Expedia Group CEO Dara Khosrowshahi expects commissions to come down as the OTA looks to pass on lower fixed costs achieved through growth not only to shareholders but hotel partners.
Speaking at the International Hotel Investment Forum (IHIF) in Berlin last week, Khosrowshahi said Expedia has been lowering industry commissions over the last 10 years as its business grows.
“As we scale our fixed costs relative to demand, we want to make sure we pass on those economics not just to our shareholders but to our partners,” he said.
“We’ve been in the business for 20 years and we wouldn’t be without (our) partners… We don’t have thousands of people working in the field but we get to market the products of our partners and the partnership is growing.”
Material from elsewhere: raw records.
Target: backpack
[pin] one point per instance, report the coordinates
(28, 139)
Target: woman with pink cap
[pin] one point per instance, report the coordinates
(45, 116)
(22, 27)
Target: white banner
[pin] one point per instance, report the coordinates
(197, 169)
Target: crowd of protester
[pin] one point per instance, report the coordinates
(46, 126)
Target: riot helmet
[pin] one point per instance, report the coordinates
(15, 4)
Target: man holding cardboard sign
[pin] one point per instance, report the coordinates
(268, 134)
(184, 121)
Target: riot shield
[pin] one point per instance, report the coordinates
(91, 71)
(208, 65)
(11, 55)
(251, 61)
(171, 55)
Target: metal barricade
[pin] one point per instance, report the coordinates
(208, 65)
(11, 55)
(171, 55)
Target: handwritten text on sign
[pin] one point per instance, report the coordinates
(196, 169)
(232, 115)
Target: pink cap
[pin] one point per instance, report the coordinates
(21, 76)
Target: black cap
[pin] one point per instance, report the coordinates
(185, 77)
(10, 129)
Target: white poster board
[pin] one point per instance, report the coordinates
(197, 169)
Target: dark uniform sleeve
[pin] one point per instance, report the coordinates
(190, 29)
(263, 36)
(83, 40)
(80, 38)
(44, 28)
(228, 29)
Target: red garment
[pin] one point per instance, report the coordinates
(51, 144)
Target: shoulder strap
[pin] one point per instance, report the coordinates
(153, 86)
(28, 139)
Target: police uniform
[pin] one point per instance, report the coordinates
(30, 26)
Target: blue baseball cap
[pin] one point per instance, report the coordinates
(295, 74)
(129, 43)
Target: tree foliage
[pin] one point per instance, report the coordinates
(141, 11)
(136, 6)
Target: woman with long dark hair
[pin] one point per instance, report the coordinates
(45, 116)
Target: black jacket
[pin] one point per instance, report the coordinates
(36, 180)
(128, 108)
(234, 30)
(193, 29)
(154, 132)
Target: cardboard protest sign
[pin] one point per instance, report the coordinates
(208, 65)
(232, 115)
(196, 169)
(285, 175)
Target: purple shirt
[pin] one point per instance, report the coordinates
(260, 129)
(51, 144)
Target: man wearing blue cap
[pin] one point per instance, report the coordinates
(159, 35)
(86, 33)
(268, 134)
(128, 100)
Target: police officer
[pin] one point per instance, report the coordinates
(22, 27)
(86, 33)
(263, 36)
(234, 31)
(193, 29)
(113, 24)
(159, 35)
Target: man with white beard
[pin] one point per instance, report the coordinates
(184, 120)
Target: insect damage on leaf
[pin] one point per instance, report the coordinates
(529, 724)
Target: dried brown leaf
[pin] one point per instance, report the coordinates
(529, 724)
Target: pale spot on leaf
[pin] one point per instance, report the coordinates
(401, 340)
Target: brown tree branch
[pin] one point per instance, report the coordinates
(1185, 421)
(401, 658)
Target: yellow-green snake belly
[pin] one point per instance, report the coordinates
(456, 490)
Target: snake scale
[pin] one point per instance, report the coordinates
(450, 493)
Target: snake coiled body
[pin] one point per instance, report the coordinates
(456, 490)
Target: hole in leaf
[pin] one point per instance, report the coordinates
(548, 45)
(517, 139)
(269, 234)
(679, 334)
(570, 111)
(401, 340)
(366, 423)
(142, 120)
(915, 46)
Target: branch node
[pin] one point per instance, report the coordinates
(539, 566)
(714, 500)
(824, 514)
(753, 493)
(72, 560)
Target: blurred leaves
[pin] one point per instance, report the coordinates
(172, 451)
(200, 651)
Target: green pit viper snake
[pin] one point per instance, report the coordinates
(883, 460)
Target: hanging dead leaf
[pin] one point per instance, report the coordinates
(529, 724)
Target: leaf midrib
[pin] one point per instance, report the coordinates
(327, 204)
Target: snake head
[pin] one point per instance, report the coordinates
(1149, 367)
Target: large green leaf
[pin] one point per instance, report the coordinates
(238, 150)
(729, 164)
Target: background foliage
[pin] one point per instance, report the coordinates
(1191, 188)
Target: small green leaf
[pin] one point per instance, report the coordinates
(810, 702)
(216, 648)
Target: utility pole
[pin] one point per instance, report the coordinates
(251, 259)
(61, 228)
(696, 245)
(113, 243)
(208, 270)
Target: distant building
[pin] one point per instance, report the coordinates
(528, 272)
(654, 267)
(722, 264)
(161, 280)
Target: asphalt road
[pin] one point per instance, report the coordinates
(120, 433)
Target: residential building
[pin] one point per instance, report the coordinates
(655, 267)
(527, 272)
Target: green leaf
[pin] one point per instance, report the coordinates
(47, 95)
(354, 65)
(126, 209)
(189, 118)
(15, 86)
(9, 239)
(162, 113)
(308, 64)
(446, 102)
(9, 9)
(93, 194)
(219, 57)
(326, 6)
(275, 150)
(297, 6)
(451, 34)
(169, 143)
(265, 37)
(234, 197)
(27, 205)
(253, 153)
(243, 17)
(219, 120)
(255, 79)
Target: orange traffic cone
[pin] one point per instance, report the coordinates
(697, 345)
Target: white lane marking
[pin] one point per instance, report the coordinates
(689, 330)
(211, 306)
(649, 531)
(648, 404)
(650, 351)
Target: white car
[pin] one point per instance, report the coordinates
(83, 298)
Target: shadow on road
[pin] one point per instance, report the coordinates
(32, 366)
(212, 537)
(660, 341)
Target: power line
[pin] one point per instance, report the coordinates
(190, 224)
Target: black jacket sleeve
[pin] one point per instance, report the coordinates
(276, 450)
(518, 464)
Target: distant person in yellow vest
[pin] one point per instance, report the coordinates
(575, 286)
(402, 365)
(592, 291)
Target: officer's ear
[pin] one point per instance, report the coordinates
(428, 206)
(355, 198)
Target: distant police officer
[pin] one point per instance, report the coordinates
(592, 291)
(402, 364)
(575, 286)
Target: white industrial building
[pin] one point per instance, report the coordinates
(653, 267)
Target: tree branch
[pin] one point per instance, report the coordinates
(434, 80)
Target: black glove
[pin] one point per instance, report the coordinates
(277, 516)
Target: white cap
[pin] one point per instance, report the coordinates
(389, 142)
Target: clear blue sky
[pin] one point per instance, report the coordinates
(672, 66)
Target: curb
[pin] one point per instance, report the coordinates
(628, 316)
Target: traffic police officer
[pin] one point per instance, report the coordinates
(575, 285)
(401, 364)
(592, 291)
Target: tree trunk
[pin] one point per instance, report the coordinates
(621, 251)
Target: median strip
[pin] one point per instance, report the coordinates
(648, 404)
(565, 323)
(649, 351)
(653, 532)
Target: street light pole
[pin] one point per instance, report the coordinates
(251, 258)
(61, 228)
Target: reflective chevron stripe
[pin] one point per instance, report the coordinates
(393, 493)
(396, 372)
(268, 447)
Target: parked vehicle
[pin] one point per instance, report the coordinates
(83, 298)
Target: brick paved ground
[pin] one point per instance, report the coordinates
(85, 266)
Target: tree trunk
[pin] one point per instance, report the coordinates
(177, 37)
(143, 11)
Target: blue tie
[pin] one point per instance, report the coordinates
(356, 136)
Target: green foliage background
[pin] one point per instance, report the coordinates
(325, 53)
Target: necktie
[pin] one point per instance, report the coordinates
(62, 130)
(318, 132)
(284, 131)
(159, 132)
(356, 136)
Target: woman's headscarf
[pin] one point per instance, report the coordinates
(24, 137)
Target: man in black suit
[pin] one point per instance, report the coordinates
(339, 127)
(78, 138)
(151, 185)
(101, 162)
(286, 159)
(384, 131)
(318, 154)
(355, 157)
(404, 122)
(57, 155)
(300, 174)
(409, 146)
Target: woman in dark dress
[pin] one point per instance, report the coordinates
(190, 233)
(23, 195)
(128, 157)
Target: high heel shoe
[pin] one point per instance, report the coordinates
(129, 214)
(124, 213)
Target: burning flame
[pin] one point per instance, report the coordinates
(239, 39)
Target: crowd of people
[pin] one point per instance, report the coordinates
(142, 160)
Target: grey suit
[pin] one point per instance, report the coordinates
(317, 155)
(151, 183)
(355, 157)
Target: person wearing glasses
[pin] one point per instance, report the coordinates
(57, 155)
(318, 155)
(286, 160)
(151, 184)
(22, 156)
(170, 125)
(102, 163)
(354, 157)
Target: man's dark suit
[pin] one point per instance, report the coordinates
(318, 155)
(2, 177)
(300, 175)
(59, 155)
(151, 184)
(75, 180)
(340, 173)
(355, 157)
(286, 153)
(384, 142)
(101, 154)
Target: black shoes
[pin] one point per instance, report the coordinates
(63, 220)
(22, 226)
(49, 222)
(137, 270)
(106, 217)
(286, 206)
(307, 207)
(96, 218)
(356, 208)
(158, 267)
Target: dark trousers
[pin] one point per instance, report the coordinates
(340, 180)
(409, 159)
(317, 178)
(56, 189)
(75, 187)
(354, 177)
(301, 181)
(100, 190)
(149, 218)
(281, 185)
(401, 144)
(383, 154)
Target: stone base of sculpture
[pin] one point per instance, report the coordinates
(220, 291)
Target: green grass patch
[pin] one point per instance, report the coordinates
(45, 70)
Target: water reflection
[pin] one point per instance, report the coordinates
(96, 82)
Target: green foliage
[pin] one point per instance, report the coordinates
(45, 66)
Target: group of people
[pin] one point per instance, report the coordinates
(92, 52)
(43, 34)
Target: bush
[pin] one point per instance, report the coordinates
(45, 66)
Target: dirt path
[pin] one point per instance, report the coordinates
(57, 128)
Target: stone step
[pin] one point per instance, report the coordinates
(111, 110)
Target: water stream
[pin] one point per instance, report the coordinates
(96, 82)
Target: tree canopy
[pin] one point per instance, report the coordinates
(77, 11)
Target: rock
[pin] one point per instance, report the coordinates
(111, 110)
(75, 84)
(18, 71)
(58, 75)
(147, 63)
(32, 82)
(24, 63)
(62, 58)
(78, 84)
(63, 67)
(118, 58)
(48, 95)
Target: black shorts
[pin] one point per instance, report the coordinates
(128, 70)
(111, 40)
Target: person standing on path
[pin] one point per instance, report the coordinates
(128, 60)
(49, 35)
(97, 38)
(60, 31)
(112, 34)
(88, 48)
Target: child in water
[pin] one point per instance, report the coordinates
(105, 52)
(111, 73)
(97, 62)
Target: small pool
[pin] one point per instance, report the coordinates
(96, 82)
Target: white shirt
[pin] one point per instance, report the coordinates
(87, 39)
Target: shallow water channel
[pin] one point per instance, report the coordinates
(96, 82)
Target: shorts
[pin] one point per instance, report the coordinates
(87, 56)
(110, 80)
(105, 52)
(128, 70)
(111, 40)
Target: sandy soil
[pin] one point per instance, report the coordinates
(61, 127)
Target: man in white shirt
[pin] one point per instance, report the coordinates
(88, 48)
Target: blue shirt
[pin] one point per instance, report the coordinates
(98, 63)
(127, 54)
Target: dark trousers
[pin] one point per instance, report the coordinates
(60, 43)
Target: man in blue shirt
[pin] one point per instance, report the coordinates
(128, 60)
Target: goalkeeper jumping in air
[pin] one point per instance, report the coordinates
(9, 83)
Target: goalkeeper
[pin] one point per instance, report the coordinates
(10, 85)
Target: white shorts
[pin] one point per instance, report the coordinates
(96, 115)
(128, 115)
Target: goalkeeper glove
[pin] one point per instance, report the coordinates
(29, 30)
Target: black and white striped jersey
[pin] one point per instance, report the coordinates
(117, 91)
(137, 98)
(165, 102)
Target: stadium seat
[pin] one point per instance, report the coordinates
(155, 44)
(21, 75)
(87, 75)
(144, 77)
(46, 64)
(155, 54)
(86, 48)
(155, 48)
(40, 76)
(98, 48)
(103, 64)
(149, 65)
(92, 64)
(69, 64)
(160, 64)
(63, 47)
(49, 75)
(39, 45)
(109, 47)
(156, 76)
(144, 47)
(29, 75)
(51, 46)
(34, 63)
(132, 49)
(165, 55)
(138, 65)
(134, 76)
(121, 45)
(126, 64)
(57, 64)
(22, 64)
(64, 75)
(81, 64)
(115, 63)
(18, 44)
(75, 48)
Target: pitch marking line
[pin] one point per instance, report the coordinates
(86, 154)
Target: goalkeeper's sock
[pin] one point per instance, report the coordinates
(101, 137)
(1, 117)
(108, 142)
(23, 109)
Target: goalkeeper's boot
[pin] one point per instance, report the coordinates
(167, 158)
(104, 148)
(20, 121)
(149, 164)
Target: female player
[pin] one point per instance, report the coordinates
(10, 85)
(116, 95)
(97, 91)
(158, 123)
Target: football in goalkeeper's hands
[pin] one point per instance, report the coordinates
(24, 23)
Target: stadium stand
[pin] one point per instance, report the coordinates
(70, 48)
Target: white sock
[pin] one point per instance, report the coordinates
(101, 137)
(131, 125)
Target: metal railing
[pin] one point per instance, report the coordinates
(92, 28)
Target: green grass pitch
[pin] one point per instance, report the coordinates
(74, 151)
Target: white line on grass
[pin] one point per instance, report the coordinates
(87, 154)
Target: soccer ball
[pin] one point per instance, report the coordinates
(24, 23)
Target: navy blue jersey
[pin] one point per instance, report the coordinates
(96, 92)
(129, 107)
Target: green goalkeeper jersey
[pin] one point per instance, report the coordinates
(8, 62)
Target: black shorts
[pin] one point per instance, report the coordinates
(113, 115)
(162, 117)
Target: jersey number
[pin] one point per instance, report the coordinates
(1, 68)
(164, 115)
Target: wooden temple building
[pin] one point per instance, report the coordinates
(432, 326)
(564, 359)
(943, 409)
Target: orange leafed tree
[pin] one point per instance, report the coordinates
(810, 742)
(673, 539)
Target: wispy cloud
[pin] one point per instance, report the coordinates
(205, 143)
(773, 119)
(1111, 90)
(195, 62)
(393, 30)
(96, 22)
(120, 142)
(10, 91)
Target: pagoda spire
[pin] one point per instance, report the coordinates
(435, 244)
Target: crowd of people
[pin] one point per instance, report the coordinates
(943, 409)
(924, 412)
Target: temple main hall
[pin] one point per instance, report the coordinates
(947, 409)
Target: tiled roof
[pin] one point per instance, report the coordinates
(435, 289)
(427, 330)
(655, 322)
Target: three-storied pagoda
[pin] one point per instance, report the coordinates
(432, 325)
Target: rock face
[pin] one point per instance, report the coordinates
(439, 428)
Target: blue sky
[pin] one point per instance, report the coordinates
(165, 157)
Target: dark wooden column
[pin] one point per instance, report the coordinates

However, Khosrowshahi believed the industry must change its pricing structure, specifically unbundle its pricing the way airlines have unbundled airfare pricing, so prices won’t “differ wildly” when a customer books through a franchise, Expedia or Booking.com, etc, and so that the pricing would truly reflect its value.
“I think the premier issue as it relates to commissions and brands is the pricing structure of the industry. It really hasn’t adjusted to the realities of the new economics of distribution. Airlines are de-bundling their products – seat, check-in bag, food, etc – into basic economy fares that are much cheaper.”
While fixed costs are down, Expedia is faced with enormous costs of going from a web to a platform company. “The market is consolidating and demand is consolidating into larger and larger platforms. We’ve gone from web company to a platform company and we have to essentially take in every single piece of travel inventory in the world – hotels, air, cars – and offer it in any way consumers want, website, mobile, WeChat, voice.